Call for action on horse traceability
The National Farmers’ Union (NFU) has called for a change in horse traceability laws, in light of recent research and the horsemeat scandal.
New research showed an increase in fly-grazing, which is the act of putting a horse out to graze, without permission, on private land, the NFU said. It added that the Horse Passport Regulations 2009 were not working and further laws should be amended to allow local authorities and the police “clear powers to act when private land-owners have horses dumped on their land”.
According to the NFU’s research, near 3,000 farmers and growers had been affected by fly-grazing in recent years. And 38% of the members who took part in the research said they had been targeted more than once by fly-grazing and reported intimidation when they challenged the horse owners.
Action plans have been developed by the NFU, which includes a change in the law and details on how police and local authorities can deal with such problems.
NFU vice-president Adam Quinney said: “We began our inquiry into the growing problem of fly-grazing last summer, long before the horsemeat scandal came to light.
“But the large numbers of horses being dumped on farmland must be going somewhere when their owners collect them, and it is certainly possible that a lot of them are being moved across borders and into abattoirs using forged passports.
“The passport system has been described as shambolic, and clearly it is not effective.
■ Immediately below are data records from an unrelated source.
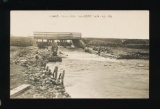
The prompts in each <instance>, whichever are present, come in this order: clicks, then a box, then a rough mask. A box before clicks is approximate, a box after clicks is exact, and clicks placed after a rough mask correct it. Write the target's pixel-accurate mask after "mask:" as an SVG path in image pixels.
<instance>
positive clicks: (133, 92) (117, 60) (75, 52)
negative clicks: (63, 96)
mask: <svg viewBox="0 0 160 109" xmlns="http://www.w3.org/2000/svg"><path fill="white" fill-rule="evenodd" d="M59 50H60V51H62V52H63V53H64V54H66V55H67V58H63V61H62V63H49V64H48V66H50V67H51V66H59V67H60V68H62V69H65V71H66V76H65V80H64V81H65V86H66V91H67V92H68V93H69V94H70V95H71V97H72V98H149V60H142V59H139V60H138V59H131V60H130V59H128V60H127V59H119V60H117V59H114V58H104V57H102V56H98V55H96V54H90V53H86V52H84V51H83V50H82V49H65V48H63V47H62V48H60V49H59Z"/></svg>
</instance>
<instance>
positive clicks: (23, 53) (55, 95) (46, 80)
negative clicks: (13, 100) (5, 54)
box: [10, 46, 70, 98]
The government must make the changes necessary to ensure the system meets the need for traceability, while not impeding the efforts of farmers who need to get abandoned horses off their land.”
The survey revealed that fly-grazing was most widespread in the north east, followed by East Anglia, the south east and south west. It is also a serious problem in south Wales, and the NFU is working separately on the action needed to tackle that problem.